Москвичи совершенно не нуждаются в звучащих гласных "о","я","е", - они повсеместно заменяют их звуками "и", "а". Я, например, не могу без легкого отвращения слушать это тарабарское, птичье наречие после протяжной окающей и ёкающей вологодской, или ярославской замедленной речи, украшенной множеством протяжных, певучих гласных. А вы? Ну, конечно же, нет, - вы москвич, вам смешны по-глупому окающие вологжане, костромичи и ивановцы. Иногда и им становится смешно, когда диктор по радио вместо привычного и славного имени - Петр Ильич Чайковский произносит фамилию композитора - как Чайковскай. В сущности, мне глубоко наплевать на глупых радиокомментаторов, предлагающих отдать Курилы ипонцам и начхать на журналистов, политиков и актеров вообще, как на символы всеобщего и окончательного разложения. Мне кажется, в наше время они - просто сливные отверстия, куда толпа спускает свои испражнения, вонь и грязь. А разве вам поневоле не приходилось краснеть в автобусах и поездах, слушая самозванных исповедников с "Русского радио", когда они инфернально веселыми голосами с преобладанием в звучащем потоке нагловато-московских "и" и "а", на все лады убеждают дуру из провинции наставить рога мужу с соседом-нацменом за приличные деньги, в то время как сам нацмен сидит рядом с разомлевшей от счастья дурой и хихикает в телефон, лениво почесывая свои потные яйца и скаля желтые, азиатские зубы. Иногда из этого смрада хочется куда нибудь сбежать - в прекрасно устроенный мир, в сияющее вечной красотой и наполненное светом пространство.
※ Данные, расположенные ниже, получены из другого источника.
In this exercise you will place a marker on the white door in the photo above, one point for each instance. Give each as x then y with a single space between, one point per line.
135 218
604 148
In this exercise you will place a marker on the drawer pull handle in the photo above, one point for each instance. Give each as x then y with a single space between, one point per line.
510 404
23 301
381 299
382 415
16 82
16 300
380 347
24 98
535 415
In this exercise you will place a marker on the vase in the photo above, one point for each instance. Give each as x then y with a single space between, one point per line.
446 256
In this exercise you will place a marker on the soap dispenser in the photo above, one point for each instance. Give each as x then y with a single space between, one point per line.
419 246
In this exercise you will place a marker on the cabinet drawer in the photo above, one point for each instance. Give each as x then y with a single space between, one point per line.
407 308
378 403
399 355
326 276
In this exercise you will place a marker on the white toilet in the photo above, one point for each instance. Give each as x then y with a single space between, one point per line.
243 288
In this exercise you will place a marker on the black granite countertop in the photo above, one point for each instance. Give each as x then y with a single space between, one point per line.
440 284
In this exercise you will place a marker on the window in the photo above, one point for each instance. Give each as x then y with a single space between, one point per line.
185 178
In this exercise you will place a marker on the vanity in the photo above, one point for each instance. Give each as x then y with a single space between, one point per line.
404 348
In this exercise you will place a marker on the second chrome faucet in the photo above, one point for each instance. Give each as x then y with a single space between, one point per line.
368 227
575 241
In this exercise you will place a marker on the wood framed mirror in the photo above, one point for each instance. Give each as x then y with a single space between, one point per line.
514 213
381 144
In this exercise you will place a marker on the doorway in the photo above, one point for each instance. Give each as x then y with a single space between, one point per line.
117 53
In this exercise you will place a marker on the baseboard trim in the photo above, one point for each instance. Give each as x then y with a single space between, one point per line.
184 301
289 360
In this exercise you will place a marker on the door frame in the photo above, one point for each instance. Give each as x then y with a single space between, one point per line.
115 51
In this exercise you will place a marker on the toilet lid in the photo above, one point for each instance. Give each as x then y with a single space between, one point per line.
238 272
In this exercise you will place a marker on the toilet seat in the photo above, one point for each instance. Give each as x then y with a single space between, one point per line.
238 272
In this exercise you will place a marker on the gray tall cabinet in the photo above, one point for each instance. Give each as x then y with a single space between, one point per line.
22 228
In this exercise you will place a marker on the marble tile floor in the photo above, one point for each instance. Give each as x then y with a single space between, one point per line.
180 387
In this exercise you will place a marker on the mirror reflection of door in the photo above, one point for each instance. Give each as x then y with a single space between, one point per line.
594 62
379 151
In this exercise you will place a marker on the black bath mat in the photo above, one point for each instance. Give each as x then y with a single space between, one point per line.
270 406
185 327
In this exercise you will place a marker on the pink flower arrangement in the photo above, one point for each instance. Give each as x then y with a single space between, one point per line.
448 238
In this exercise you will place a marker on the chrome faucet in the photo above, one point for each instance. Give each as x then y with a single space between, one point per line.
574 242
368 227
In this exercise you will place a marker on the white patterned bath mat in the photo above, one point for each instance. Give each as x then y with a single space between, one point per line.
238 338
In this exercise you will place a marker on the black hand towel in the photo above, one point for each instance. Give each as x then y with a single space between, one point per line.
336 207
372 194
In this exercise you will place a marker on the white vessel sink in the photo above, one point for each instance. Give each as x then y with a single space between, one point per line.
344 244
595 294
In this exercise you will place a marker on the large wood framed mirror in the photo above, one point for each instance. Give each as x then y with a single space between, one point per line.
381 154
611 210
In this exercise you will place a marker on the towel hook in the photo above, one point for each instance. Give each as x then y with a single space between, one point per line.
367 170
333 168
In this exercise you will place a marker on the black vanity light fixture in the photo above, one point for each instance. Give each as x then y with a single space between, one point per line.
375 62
В Москве я искал грибы. Просто ходил по улицам с названиями, ласкающими русскую душу: Покровка, Ильинка, Замоскворецкая - и искал грибы. Не в том смысле, чтобы собирать их в корзинку, нет - грибы мне были нужны такие, какими изобразил их Прянишников на одной своей картине, где белоголовые мальчишки и девчонки сидят на жерди и смотрят на нас с деревенской окраины. Я таких грибов в Москве не нашел. Конечно, там встречаются всякие люди, в том числе и очень красивые. Но это все не грибы, они не просятся в лукошко. Я бы их сравнил с какими-то заморскими растениями, или с мухоморами и поганками, - они ведь тоже по своему бывают очень красивы.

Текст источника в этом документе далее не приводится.